Mendoza: paraíso dos amantes do vinho (Parte II) – [Blog da Solange Pereira]

O vinho é mais vetusto que a história da humanidade, com certeza surgiu muito antes da escrita. Os primeiros sinais da existência do vinho são de 8.000 A.C, na Geórgia. E é citado na Bíblia, no Idoso Testamento, no livro do Gênesis: depois do Dilúvio, Noé começou a cultivar a terreno e plantou uma vinha. 

Na Mitologia Grega, Dionísio era o deus do vinho, o mesmo que Baco, para os romanos. O indumentária de ter surgido em tempos muito remotos, comprova que o vinho acompanhou a evolução econômica e cultural da humanidade inteira. Por isso, acho interessante racontar para vocês a história da principal região vinícola da Argentina, a província de Mendoza, que produz murado de 70% dos vinhos do país.

Sua localização é privativo para a cultura de vinhedos e o terroir é perfeito. A altitude varia entre 900 e 1.800 metros, suas terras são desérticas, a chuva muito escassa, o vento sequioso, baixa umidade do ar, estes fatores combinados evitam pragas e fungos.

O indumentária de estar aos pés da Serrania dos Andes, cuja neve derretida irriga as vinhas, dá um sabor e um odor privativo aos vinhos daquela região.

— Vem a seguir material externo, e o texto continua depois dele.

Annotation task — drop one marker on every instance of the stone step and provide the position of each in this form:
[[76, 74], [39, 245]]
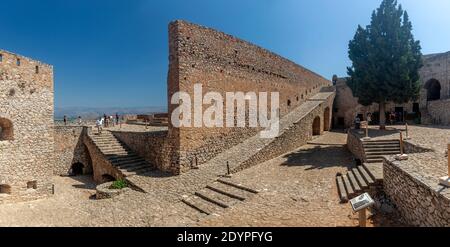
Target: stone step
[[137, 171], [359, 178], [392, 146], [124, 158], [236, 185], [229, 191], [130, 166], [127, 162], [348, 187], [375, 170], [341, 189], [201, 205], [375, 160], [354, 183], [110, 146], [381, 141], [365, 175], [117, 153], [208, 196], [383, 152], [116, 150]]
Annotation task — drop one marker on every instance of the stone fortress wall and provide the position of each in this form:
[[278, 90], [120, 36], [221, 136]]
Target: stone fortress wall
[[26, 128], [432, 104], [223, 63], [70, 150], [435, 94]]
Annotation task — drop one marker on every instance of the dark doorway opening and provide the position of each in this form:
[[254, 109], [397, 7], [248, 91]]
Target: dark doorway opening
[[433, 88], [326, 119], [107, 178], [77, 169], [316, 126], [416, 107], [399, 114]]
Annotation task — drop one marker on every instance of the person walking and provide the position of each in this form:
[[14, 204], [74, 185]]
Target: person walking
[[369, 118], [98, 123], [357, 123]]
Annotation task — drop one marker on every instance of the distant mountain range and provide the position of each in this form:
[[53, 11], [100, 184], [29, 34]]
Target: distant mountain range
[[95, 112]]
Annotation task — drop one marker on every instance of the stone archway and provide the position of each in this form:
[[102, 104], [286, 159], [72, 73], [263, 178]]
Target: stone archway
[[326, 119], [316, 126], [77, 169], [433, 88], [107, 178], [6, 129]]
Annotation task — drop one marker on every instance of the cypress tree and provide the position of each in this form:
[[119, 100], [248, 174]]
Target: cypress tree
[[385, 59]]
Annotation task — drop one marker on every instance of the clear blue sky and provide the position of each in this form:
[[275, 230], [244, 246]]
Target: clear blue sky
[[115, 53]]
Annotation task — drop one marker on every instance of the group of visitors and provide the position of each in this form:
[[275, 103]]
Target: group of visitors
[[79, 120], [108, 121], [358, 120]]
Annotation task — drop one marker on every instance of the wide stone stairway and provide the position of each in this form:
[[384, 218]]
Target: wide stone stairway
[[175, 188], [218, 195], [370, 174], [127, 162]]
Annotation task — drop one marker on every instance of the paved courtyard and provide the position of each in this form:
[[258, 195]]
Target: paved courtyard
[[297, 189]]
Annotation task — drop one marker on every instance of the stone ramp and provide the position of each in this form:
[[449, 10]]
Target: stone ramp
[[126, 162], [217, 196], [360, 179], [172, 187]]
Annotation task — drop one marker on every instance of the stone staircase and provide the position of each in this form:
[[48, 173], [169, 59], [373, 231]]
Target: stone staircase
[[127, 162], [239, 157], [218, 196], [360, 179]]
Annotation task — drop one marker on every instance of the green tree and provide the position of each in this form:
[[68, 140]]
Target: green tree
[[385, 59]]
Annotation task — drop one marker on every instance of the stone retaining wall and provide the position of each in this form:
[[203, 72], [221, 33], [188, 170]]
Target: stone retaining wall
[[439, 111], [70, 149], [26, 120], [152, 146], [412, 186], [292, 138], [223, 63], [354, 144]]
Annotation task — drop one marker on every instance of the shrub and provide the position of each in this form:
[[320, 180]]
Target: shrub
[[119, 184]]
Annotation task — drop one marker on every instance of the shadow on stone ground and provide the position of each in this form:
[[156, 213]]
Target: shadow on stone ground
[[315, 158]]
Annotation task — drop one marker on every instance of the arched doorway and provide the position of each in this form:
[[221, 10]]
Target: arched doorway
[[433, 88], [77, 169], [6, 129], [326, 119], [107, 178], [316, 126]]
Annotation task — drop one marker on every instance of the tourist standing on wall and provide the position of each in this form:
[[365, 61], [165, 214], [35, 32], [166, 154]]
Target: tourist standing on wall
[[369, 118], [105, 119], [99, 123], [357, 123]]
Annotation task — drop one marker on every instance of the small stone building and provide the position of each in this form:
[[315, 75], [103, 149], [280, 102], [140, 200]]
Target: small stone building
[[26, 128], [432, 106]]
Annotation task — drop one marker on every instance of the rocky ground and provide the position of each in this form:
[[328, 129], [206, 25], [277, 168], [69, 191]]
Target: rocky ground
[[297, 189]]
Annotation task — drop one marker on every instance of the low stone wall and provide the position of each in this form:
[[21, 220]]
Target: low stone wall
[[103, 191], [410, 148], [290, 139], [438, 110], [354, 144], [70, 149], [152, 146], [101, 166], [413, 187]]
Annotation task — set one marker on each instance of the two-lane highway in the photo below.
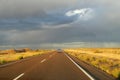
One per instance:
(51, 66)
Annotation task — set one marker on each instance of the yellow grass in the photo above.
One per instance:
(106, 59)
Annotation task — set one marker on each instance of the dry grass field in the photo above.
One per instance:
(13, 55)
(106, 59)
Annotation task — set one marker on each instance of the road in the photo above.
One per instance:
(52, 66)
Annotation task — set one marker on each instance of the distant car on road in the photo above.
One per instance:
(59, 50)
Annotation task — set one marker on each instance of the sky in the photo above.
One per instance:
(59, 23)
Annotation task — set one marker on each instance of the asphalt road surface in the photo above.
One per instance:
(52, 66)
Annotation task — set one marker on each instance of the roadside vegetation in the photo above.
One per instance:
(13, 55)
(106, 59)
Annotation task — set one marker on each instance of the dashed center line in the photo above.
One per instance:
(18, 76)
(43, 60)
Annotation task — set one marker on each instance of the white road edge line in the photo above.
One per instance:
(81, 68)
(18, 76)
(43, 60)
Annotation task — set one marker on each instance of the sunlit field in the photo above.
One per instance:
(106, 59)
(13, 56)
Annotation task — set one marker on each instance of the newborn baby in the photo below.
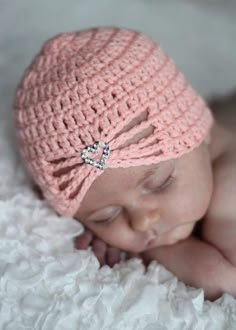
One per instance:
(114, 136)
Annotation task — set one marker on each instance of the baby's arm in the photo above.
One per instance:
(198, 264)
(219, 225)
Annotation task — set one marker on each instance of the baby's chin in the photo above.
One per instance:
(171, 237)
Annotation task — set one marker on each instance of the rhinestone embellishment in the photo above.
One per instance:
(94, 149)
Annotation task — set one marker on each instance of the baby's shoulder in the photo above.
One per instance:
(223, 156)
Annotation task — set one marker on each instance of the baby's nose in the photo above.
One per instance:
(146, 221)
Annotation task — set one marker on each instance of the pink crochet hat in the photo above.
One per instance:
(78, 95)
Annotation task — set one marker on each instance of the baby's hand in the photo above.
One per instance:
(105, 254)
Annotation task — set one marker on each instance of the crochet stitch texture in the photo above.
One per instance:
(87, 86)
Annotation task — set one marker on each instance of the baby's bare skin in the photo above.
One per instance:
(210, 263)
(207, 262)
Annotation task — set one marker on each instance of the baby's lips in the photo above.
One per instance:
(82, 242)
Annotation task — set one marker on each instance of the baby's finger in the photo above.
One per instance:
(99, 249)
(83, 241)
(113, 256)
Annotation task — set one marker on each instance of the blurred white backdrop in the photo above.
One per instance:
(199, 35)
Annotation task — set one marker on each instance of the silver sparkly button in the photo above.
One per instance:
(94, 149)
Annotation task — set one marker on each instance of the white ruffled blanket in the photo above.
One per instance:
(45, 283)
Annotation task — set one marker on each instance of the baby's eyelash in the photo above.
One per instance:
(161, 188)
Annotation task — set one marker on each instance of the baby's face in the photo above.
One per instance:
(128, 207)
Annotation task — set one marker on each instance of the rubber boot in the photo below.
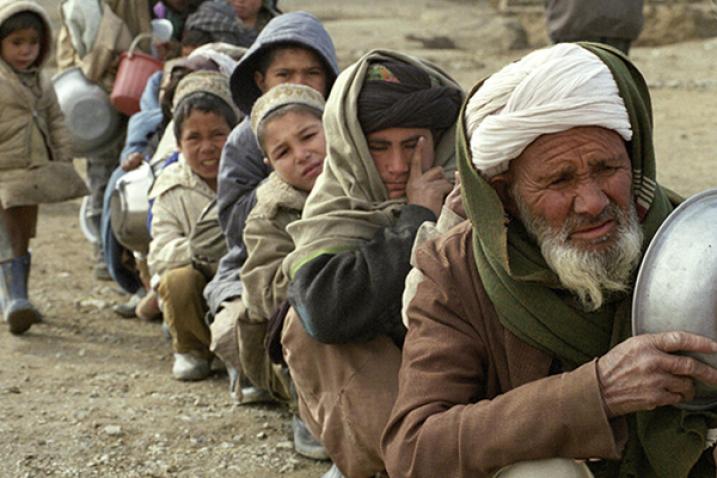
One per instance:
(18, 312)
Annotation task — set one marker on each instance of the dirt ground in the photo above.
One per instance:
(89, 394)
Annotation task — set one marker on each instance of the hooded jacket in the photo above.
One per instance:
(34, 148)
(242, 167)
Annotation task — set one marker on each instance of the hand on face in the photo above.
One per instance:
(429, 188)
(642, 373)
(454, 201)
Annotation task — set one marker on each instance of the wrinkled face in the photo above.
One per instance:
(296, 148)
(571, 179)
(201, 142)
(392, 150)
(181, 6)
(572, 191)
(246, 9)
(293, 65)
(21, 48)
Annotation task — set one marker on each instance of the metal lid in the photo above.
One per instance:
(676, 286)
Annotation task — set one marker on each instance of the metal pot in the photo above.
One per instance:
(129, 208)
(676, 285)
(90, 118)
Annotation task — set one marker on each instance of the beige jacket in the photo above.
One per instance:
(35, 158)
(179, 196)
(277, 205)
(239, 330)
(120, 23)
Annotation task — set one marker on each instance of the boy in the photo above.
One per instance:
(287, 124)
(293, 48)
(203, 118)
(35, 162)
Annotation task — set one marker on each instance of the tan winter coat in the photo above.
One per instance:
(120, 22)
(179, 197)
(277, 205)
(35, 162)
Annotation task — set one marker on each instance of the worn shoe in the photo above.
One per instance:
(188, 367)
(148, 307)
(243, 391)
(126, 310)
(101, 272)
(333, 472)
(305, 444)
(18, 312)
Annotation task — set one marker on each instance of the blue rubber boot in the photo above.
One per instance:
(18, 312)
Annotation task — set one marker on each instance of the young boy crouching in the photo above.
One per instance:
(203, 118)
(287, 123)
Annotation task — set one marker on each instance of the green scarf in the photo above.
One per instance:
(349, 202)
(666, 442)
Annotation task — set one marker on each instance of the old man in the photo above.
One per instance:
(518, 357)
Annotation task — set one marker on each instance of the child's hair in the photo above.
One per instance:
(195, 38)
(23, 20)
(206, 103)
(264, 61)
(280, 112)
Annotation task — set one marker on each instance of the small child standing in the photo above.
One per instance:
(35, 162)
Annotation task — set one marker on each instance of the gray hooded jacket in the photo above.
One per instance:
(242, 167)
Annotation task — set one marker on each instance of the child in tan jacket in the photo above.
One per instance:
(35, 163)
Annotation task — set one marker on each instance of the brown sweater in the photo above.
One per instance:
(473, 397)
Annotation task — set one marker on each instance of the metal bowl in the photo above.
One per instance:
(676, 285)
(90, 118)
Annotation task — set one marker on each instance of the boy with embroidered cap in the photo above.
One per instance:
(292, 48)
(35, 161)
(389, 126)
(203, 118)
(287, 124)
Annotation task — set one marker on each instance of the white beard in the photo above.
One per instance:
(590, 275)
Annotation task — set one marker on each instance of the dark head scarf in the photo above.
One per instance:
(401, 95)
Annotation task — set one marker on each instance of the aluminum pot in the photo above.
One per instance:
(676, 286)
(89, 116)
(129, 208)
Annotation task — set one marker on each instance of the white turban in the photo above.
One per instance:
(548, 91)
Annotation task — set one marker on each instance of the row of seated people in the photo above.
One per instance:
(327, 193)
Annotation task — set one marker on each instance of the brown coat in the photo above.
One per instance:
(473, 397)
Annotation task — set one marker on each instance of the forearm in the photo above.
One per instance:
(265, 283)
(170, 254)
(356, 295)
(557, 416)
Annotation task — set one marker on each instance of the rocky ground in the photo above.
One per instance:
(90, 394)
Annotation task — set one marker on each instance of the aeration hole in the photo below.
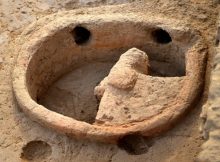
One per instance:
(81, 35)
(161, 36)
(135, 144)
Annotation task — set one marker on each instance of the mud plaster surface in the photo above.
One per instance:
(180, 144)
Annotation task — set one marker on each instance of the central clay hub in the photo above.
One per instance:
(129, 94)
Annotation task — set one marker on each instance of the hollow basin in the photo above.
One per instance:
(62, 57)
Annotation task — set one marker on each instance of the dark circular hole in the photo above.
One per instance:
(135, 144)
(36, 151)
(81, 35)
(161, 36)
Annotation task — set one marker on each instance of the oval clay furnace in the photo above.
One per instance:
(102, 77)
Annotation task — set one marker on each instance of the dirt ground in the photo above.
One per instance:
(24, 140)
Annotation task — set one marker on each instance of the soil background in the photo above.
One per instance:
(24, 140)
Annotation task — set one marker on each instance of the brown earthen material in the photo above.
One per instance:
(174, 81)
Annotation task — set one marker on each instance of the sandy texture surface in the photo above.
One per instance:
(181, 144)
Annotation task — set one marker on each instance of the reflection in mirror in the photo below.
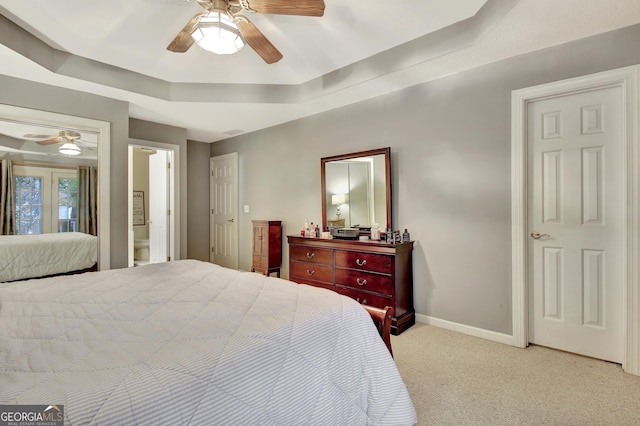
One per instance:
(49, 190)
(356, 189)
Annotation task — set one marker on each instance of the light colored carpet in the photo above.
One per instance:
(455, 379)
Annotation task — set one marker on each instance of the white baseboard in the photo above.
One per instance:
(466, 329)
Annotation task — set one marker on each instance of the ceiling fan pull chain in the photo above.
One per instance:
(245, 5)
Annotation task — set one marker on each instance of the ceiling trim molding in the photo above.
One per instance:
(362, 73)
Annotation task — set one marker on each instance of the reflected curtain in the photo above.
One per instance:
(88, 200)
(7, 199)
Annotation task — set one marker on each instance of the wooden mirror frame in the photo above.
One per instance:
(387, 160)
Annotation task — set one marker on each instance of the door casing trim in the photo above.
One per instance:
(627, 79)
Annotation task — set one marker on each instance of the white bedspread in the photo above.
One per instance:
(38, 255)
(189, 342)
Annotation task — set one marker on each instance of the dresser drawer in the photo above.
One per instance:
(365, 298)
(311, 254)
(308, 271)
(364, 281)
(364, 261)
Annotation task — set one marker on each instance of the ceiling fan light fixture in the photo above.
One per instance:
(69, 148)
(216, 32)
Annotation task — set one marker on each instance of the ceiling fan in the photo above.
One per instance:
(223, 17)
(69, 139)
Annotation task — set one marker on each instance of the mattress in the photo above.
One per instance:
(189, 342)
(38, 255)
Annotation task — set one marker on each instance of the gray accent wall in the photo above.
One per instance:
(450, 147)
(198, 201)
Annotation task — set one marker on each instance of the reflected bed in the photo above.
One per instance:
(189, 342)
(33, 256)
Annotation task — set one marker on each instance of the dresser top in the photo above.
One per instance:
(356, 245)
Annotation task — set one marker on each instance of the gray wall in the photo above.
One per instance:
(198, 201)
(450, 147)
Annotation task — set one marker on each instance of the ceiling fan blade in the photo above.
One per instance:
(258, 42)
(288, 7)
(183, 41)
(49, 141)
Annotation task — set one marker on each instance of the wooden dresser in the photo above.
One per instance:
(373, 273)
(267, 246)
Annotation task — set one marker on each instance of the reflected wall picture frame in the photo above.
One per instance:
(138, 208)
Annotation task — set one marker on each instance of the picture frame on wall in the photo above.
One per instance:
(138, 208)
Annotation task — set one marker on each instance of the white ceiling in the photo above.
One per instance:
(358, 50)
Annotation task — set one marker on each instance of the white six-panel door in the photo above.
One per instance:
(575, 222)
(224, 210)
(158, 207)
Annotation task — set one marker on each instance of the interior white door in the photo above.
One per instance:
(224, 210)
(575, 214)
(158, 207)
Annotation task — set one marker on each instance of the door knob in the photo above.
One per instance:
(536, 235)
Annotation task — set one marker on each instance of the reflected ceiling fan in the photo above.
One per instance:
(69, 140)
(221, 29)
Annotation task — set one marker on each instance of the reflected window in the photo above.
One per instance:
(67, 204)
(46, 199)
(28, 194)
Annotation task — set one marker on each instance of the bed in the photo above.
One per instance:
(189, 342)
(39, 255)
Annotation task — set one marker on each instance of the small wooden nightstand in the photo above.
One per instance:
(267, 246)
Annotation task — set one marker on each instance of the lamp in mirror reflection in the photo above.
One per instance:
(69, 148)
(338, 200)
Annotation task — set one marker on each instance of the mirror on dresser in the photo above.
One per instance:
(356, 189)
(24, 142)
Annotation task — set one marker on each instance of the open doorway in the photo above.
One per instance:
(152, 200)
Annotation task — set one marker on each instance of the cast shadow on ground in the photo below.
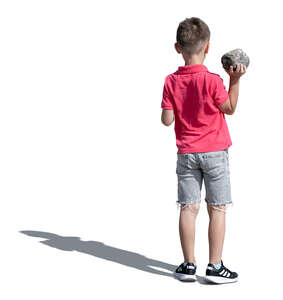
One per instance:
(98, 249)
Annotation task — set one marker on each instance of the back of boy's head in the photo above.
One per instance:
(192, 34)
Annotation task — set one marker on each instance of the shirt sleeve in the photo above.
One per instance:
(219, 94)
(167, 101)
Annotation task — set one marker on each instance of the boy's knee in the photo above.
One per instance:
(194, 207)
(221, 208)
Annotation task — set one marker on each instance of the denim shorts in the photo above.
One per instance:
(213, 168)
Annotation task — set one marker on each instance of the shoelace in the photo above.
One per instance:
(225, 272)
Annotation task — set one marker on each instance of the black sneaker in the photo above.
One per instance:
(186, 272)
(223, 275)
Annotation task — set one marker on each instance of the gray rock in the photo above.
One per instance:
(234, 57)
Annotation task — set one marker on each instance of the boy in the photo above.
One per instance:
(197, 100)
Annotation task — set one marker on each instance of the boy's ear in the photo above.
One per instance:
(177, 48)
(207, 47)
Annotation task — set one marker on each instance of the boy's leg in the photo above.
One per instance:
(218, 196)
(187, 220)
(216, 232)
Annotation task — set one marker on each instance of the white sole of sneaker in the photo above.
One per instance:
(185, 277)
(219, 280)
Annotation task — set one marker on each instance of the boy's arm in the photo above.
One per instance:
(167, 116)
(167, 104)
(229, 106)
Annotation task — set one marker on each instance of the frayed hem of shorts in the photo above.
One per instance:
(227, 205)
(184, 205)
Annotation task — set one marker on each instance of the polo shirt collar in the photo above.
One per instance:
(187, 69)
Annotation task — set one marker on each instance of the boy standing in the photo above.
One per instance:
(197, 100)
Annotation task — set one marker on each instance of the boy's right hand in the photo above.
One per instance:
(240, 70)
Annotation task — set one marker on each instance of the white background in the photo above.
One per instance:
(84, 154)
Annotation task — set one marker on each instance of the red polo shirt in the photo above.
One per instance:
(194, 94)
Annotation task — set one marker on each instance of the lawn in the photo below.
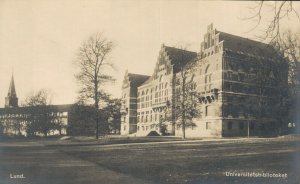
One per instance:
(197, 162)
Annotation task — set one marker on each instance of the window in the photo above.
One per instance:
(241, 126)
(208, 125)
(229, 125)
(251, 125)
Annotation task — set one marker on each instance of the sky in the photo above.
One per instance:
(39, 39)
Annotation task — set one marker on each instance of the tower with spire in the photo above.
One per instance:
(11, 100)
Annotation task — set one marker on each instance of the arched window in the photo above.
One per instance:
(208, 77)
(229, 125)
(160, 78)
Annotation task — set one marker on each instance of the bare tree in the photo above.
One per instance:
(185, 99)
(93, 62)
(290, 46)
(281, 10)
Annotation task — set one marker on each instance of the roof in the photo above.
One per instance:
(137, 79)
(179, 57)
(247, 46)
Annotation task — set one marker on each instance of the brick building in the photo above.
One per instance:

A cidade de Mendoza tem um sistema de canais em todas as ruas, ao lado do meio-fio, por onde escorre sempre a chuva da neve liquefeita que vem dos Andes. Imaginem que estes canais fazem segmento do traçado da cidade desde a quadra da sua instauração em 1561.

Cá para nós, um risco, qualquer distraído pode muito muito tombar no conduto e quebrar um braço, uma perna.  A produção de vinho começou na segunda metade do século XIX, por volta de 1853, quando o governo prateado mandou vir do Chile para plantar em Mendoza, as uvas Merlot , Cabernet e Malbec. Ali começava a história do sucesso da indústria vinícola da região, que tomou um impulso muito maior em 1990,quando empresários argentinos e internacionais investiram pesado na implantação de novas tecnologias, passando a usar cubas de aço inox com controle de temperatura, mudando o cultivo e a seleção do tipo de uva que seria acertada para a região, para o terroir, o que resultou num prolongamento depressa da indústria do vinho da Argentina. Hoje em dia, levante país é o quinto maior produtor de vinhos do mundo.

Em Mendoza destaco os pontos turísticos: Parque General San Martin, Estádio Parque e o Cerro de la Gloria, de onde se tem uma linda vista de toda a cidade. Uma vez que sempre, prometo à mim mesma não comprar zero para não carregar peso, mas foi impossível, porque o artesanato é rico, bonito e variado, principalmente as peças de alpaca e madeira trabalhada (tudo lindo demais), chapéus de pele, agasalhos de velo cashmere (comprei um monte),chocolates feitos lá mesmo (deliciosos) e os indefectíveis alfajores. Ah! E os cremes umectantes e rejuvenescedores feitos dos caroços de uvas contendo muito resveratrol, polifenóis, flavonoides, vitamina C e E, todos poderosos antioxidantes e portanto protegendo nossa pele dos radicais livres.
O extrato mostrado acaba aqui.